On the same day we visited the Hannah Senesh museum, we also stopped at a nearby site called Heftziba. This is not a place you should make a special effort to get to, but if you’re already in the area… you get the point. We found the guard at the entrance to the site to be quite exhausting, saying, “Why do you want to look at old buildings?” The only thing we could think to reply was, “Uhhh… because we like them?”


Heftziba was an agricultural farm from the beginning of the Jewish settlement in Palestine. From 1906 to 1914, orchards were planted, and houses for workers, a cowshed, and a stable were built. With the outbreak of WWI, the farm suffered a chain of disasters that led to its final abandonment in 1929. The remains of the buildings were used in the following years by members of youth movements, and Haganah and Palmach fighters for training.


In 1992, the area was purchased by the Electric Company, which over the years restored the buildings and paved walking paths for the public. You can really only see the exterior of the buildings and can’t enter them. But you can manage to see through the window bars the interior of the historic pump house by which water from the Hadera Stream was pumped to irrigate the plantations.


There is a large and lovely grassy area on the site for picnics, and you can walk along the Hadera Stream. The site is very clean and well maintained. So just ignore the sour guard at the entrance - we think he was just pissed off about having to work on Chol HaMoed!

Dir Aziz (Southern Golan)

Dir Aziz is an abandoned Syrian village that was built on the ruins of a Jewish settlement from Talmudic times. The village houses a synagogue, olive presses, and a spring with an artificial pool, inside a eucalyptus grove. The spring area was renovated by the people of Kanaf, a moshav in the Golan Heights, in memory of their friend Asher Novik, who died in the Second Lebanon War.


The synagogue on the site was first described by Laurence Oliphant in 1885, and is believed to be from the fourth century C.E. In Oliphant’s report were details of a three-meter-high wall, but it is believed to have collapsed in an earthquake. Features of the synagogue that have survived include a basalt stone floor, remains of eight pillars, and three benches. Archeologists recovered hundreds of Byzantine coins from beneath the floor of the synagogue. Olive presses, a cemetery and what may be a pottery workshop were documented in surveys of the site. In 1998–2004, excavation of the synagogue uncovered a unique basilica structure, an apse and a magnificent bimah. The synagogue is unique in its build: It was constructed to have its inhabitants pray in the direction of southern Jerusalem.

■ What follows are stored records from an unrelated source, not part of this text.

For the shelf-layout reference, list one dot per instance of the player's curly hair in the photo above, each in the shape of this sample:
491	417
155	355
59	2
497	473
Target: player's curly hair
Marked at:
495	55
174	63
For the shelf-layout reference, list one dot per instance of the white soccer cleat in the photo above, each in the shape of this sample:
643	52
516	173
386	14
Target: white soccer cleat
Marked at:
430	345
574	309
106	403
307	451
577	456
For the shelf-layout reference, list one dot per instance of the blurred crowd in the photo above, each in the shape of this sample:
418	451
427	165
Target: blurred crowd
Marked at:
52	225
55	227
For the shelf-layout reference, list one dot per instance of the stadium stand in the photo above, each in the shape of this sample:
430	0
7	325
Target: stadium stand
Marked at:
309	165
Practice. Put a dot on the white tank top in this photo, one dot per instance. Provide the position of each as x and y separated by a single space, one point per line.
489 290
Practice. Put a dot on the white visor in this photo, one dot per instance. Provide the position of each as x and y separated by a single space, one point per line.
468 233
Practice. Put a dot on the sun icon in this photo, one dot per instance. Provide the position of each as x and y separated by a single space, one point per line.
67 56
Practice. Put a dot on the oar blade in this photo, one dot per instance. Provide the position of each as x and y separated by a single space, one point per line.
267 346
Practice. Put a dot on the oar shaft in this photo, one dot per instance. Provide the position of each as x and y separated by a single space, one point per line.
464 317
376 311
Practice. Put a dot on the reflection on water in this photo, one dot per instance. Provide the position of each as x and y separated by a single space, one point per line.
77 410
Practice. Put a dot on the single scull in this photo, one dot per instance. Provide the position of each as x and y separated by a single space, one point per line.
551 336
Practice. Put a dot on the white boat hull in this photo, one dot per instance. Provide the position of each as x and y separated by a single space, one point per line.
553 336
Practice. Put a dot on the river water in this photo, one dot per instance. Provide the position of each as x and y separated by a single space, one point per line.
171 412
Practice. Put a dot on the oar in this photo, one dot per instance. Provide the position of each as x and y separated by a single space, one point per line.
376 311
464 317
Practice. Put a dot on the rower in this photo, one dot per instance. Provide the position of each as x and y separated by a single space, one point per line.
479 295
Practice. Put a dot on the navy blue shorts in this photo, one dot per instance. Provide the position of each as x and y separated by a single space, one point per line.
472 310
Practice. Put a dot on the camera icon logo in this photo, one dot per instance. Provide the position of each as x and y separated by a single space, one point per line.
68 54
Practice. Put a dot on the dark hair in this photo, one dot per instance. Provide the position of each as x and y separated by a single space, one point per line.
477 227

The southwestern wall has an indentation in it that is assumed to have contained the Torah Ark. A line of Greek writing has been revealed on the bimah containing the name Judah and the number 295, presumably marking the number of years since the fall of the Second Temple. In addition, one of the synagogue's door frames has the Greek word "AZIZO" written on it, indicating that Aziz was the original name of the Talmudic-era settlement that settled the land.


We found it a little tricky to try to see the remains of the olive press, and are not certain we actually found them – you have to wade through a field of tall, thick bramble and wildflowers to do so, so you might want to skip that attempt and just enjoy the synagogue structure and the beautiful views from the site.


Also on the site were cement pools that reach about a meter depth, but they looked a little on the murky side, so we didn’t try entering them. There were a group of families and kids there though who seemed to be thoroughly enjoying themselves.